Graphs

Graphs are one of the most common data structures in computer science; graph-based modeling of problems is at the heart of many systems we use every day, such as routing in Google Maps or recommending friends on Facebook.

Social Network Analysis (SNA) is a branch of sociology that explores social structures through the use of analytical tools, such as graphs. In this assignment, you will implement basic social network analysis algorithms on a graph extracted from GitHub.

You can find the graph data at this link. The data looks like this (CSV format):

follower,followed
1570,9236
9236,1570
13256,9236
9236,13256
13256,1570
1570,13256

If we take the first line, it means that user 1570 follows user 9236.

Loading the graph

T (10 points): Write a function that takes as input a file name and loads the data into an adjacency list representation.

In [ ]:
def load(graph_file='github.csv'):
    """
    Loads the data from the file in the provided argument into an in-memory
    graph (as an adjacency list)
      """
    pass

Test your implementation:

From now on, you must use the graph returned by load in all the assignments below.

Basic graph metrics

T (10 points): Who are the 10 most connected users?

In [ ]:
def in_degree(graph, node_id):
    pass

def most_connected(graph, n = 10):
    """Returns the ids of the top-n most connected users"""
    pass
    

Hint: it helps if you first define a method called in_degree that calculates the number of incoming edges in to a node.

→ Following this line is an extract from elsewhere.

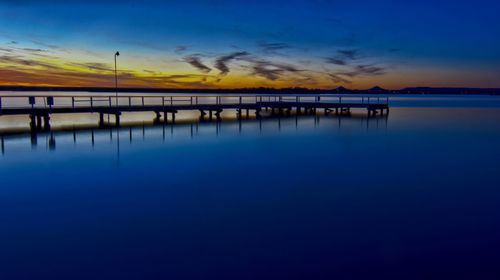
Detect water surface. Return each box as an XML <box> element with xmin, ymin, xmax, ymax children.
<box><xmin>1</xmin><ymin>95</ymin><xmax>500</xmax><ymax>279</ymax></box>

T (10 points): What is the mean and what is the median number of connections?

Computing shortest paths

Shortest paths are the basis for many network measures. You will need to implement Dijkstra algorithm.

T (20 points): Write a function that computes the shortest paths between all node pairs in the graph.

Hint: Choose the appropriate shortest path algorithm for undirected graph with no edge weights. A pair of nodes $(n_1, n_2)$ is, for our purposes, equivalent to the pair $(n_2, n_1)$.

Hint: How to find all unique node pairs? Given that you create a non-duplicate list of all your nodes, you can use Python's itertools.combinations function like so:

{python}
from itertools import combinations
a = [1,2,3,4,5]
pairs = list(combinations(a, 2))
print pairs
In [ ]:
def shortest_path(graph, source):
    pass

def shortest_paths(graph):
    """
    Computes the shortest paths between any pair of nodes in the graph
  
    @return A dictionary whose keys are node pairs and values are sequences
    indicating the shortest path between the node pair.
    """
    pass

Print the first 10 paths here:

Ranking important users

One of the primary uses of SNA is to identify important/influencial nodes. A typical metric we use to quantify the importance of a node is centrality. Several centrality measures exist; for our purposes it is enough to calculate the Betweeness Centrality of each node. The pseudocode to calculate it is given below.

To compute the betweenness of a node $n$

  1. For each pair of nodes $(v1, v2)$, compute the shortest paths between them
  2. For each pair of nodes $(v1, v2)$ determine the fraction of shortest paths that include $n$
  3. Sum this fraction over all pairs of vertices $(v1, v2)$

T (30 points): Write a function that computes the Betweenness centrality for all nodes in the provided network

In [ ]:
def betweenness(graph):
    pass

T (10 points): Use the function above to rank the nodes (users) in terms of importance and print 10 most important users with their importance.